Keywords: Tashkent, evacuation, Great Patriotic War, Tashkent front, slander, Vladimir Lugovsky, Konstantin Simonov, Nikolai Karazin.
Топоним Ташкент в дискурсе ХХ в. превращается в коннотативное собственное имя (см.: [16, с. 327-329]). Помимо растиражированного «Ташкент -- город хлебный», песенного «столица дружбы и тепла», лексема «ташкент» превращается в топонимический апеллятив в значении «жара» («...предложил отдохнуть возле маленького костерка <...> вообще ташкент будет.» [9, с. 66]; «Снимай клифт, тут у нас “ташкент”! -- сказал один из хозяев нар» [7, с. 310] -- действие происходит в бараке пересыльной тюрьмы в Сибири, сидельцы обращаются к вновь прибывшему).
Некоторое время (со времен вхождения среднеазиатских территорий в Российскую империю, получивших название Туркестанский край, и до провозглашения советской власти) лексемой «ташкентцы» (катойконим от топонима Ташкент) называют хапуг, нуворишей, аферистов: «господа ташкентцы», «нахалкиканец из-за Ташкенту», «ташкентские цивилизаторы», «ташкентские рыцари» (см.: [24]). Позже официальный дискурс старается забыть это обидное значение слова «ташкентцы», до такой степени, что некоторые пользуются щедринскими «господами ташкентцами» совсем в ином, порой прямо противоположном щедринскому смысле (например: [3]).
Ташкентский навет
Во время Великой Отечественной войны появляется новая фразеологическая единица, образованная от топонима Ташкент, с неблаговидным смыслом, бытующая до сих пор1, -- «ташкентский фронт». (О мифах и легендах русских националистов второй половины ХХ в., в репертуар которых входит и широко популярная легенда о «ташкентском фронте», пишет Николай Митрохин, см.: [14, с. 70-72].) В свою очередь, «ташкентский фронт» порождает целый комплекс фразеологических единиц, объединенных общим компонентом и семантикой: «ташкентские партизаны», «ташкентские ордена», «оборона Ташкента», «ташкентские сидельцы», «боец ташкентского фронта». Сопряженный с массовой эвакуацией советских граждан в Ташкент, этот прецедент, конечно, продукт фольклора. В дискурсе ХХ в. и по сей день существует благодарность городу, приютившему более миллиона эвакуированных, а также заводов и фабрик, театров и учебных заведений и т д., однако никакого мема или афоризма эта спасительная роль города времен войны не порождает. Напротив, появляется осуждающая, цинично-ироничная фразеологическая единица -- в адрес тех, кто укрывается в Ташкенте, в то время как другие сражаются на фронтах родины, -- потому и фронт ташкентский.

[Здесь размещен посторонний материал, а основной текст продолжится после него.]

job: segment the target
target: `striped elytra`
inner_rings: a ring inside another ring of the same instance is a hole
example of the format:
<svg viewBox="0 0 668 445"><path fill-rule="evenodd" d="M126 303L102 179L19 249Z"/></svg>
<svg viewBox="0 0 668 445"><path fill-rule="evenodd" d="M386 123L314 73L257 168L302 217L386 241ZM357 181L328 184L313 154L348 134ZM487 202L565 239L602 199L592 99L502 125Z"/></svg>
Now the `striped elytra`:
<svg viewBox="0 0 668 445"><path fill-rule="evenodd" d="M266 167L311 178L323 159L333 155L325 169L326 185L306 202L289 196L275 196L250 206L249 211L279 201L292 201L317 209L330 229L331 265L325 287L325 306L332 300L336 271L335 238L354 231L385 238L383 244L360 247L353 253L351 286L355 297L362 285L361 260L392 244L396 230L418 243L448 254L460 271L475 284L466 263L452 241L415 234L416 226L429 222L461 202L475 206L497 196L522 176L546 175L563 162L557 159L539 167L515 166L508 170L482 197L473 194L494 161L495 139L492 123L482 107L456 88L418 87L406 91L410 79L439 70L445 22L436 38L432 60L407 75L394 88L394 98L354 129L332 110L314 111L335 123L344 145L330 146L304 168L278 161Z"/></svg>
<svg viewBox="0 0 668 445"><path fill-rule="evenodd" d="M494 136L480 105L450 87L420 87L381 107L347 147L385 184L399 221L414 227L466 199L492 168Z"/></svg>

С одной стороны, «ташкентский фронт» трактуется как род навета, антисемитского по сути Я (автор статьи. -- Э. Ш.) была свидетелем недавней (2010-е гг.) бытовой сценки в подмосковном городе: мясная лавка, украшенная по случаю Дня Победы плакатами и ленточками; входит покупатель, моложавый мужчина, и обращается к продавцу: «С праздничком! Ты ж воевал?» И продавец, и покупатель, судя по возрасту, явно не воевали. «Было дело.» -- «Не на 5-м ли ташкентском фронте?» См., например, запись блогера iguanodonna в Живом журнале от 22.01.2007. (дата обращения: 27.02.2020).. Достаточно забить в интернет-поисковики это словосочетание, как выходят статьи, форумы, блоги -- с акцентом на антисемитский паттерн этого «фронта», якобы там, в Ташкенте, укрывались одни евреи, не желавшие воевать. Встречаются материалы, как опровергающие этот посыл (с перечнем евреев-бойцов), так и подтверждающие. В нашу задачу не входит разоблачение самой интенции словосочетания «ташкентский фронт», однако стоит заметить, что бытование в таком значении, безусловно, представляется антисемитским дискурсом, который неистребим в мифологии повседневности. Стоит отметить, что участников-евреев в войне 1941-1945 гг. значится не больше и не меньше (в процентном отношении от этнического состава), чем других этносов бывшего Советского Союза.
Нас сотни тысяч, жизни не жалея,
Прошли бои, достойные легенд,
Чтоб после слышать: «Эти кто? -- Евреи! --
Они в тылу сражались за Ташкент!» [20].
-- напишет в 1947 г. Михаил Рашкован, боец, участник войны, в виде распространяемого в списках стихотворного ответа Маргарите Алигер на ее отрывок «Мы евреи» (из поэмы «Твоя победа»), опубликованный в «Знамени» в 1946 г.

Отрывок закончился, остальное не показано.